Born March 19: William Jennings Bryan

Apr 29, 2021, 8 PM
Politician and orator William Jennings Bryan was honored on a $2 definitive stamp issued on his March 19 birthday in 1986.

By Michael Baadke

On March 19, 1986, the United States Postal Service issued a $2 Great Americans definitive series stamp in Salem, Ill., to mark the 126th birth anniversary of politician and noted orator William Jennings Bryan (Scott 2195).

Bryan was born in Salem, Ill., on March 19, 1860.

In a speech welcoming the new stamp in 1986, United States Postal Service consumer advocate Ann McK. Robinson said Bryan developed an enduring reputation as an honest politician, distinguished newspaper editor, prominent attorney, and one of the nation’s greatest orators.

Bryan graduated from Illinois College in 1881 and studied law in Chicago before moving to Lincoln, Neb. He married Mary Elizabeth Baird in 1884, and together they had three children.

Bryan was elected to the House of Representatives in 1890 and won re-election two years later. His defense of farmers and working men struggling against more powerful business interests earned him a populist following and the Democratic nomination for president in 1896. He lost the election to William McKinley, and served his country instead as a colonel during the Spanish American War, leading the Third Nebraska Volunteer Regiment.

He was nominated as the Democratic presidential candidate two more times, in 1900 and 1908, but despite never winning the nation's highest office, he remained a popular public figure.

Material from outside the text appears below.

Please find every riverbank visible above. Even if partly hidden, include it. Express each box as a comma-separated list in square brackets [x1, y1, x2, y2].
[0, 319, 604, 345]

He was named Secretary of State in 1913 by President Woodrow Wilson, but resigned after two years in a disagreement with Wilson on foreign policy.

In 1925, Bryan was an important figure in the famed Scopes “monkey trial” considering whether teaching evolution in a public school was illegal. Bryan, devoutly religious throughout his life, promoted the anti-evolution stance that won the trial, but the conviction was quickly overturned in a higher court.

Bryan died less than a week after the trial ended, and is buried at Arlington National Cemetery.